DEFINITION of NRC-, NRCT- and NRCZT- NETSLet it be clear that I don't like nets and I consider that the nrczt-nets I'm going to define below are not really useable patterns for a human player, at least in their most general form. But are the most general chains of ALSs (and other AAAAAHHHHAAAHHAAAHHHH LSs) really useable?
Anyway, as this may be a matter of taste and I already spoke of them several times, saying that it is easy to define them, the least I can do is give such a definition. Although this is intuitively obvious, we need a few technicalities if we want to formalise it unambiguously.
Remarks:
-
as was the case for nrczt-chains, nrczt-nets do not rely on subsets and on links between subsets;
- given a candidate C, nrczt-chains were the most general first order chain patterns that could justify the elimination of C; nrczt-nets are the most general first order net patterns that can justify the elimination of C; ("first order" means not relying on subsets);
- the following definitions can be restricted to nrct or nrc nets; they can also be restricted to any of their 2D counterparts.

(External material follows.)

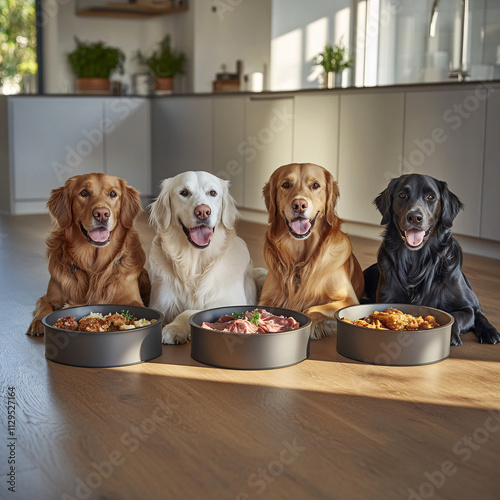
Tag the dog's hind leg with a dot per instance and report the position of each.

If you don't know the basics of graph theory, it may be appropriate to start by reading the following elementary introduction:
http://en.wikipedia.org/wiki/Graph_%28mathematics%29An nrczt-chain was defined as a sequence (i.e. a completely or linearly ordered set) of 2D-cells (each in either of the rc-, rn-, cn- or bn- spaces). It can also be seen as a sequence of (alternatively left and right linking) candidates, but the easiest way to generalise to nets is using the cell view.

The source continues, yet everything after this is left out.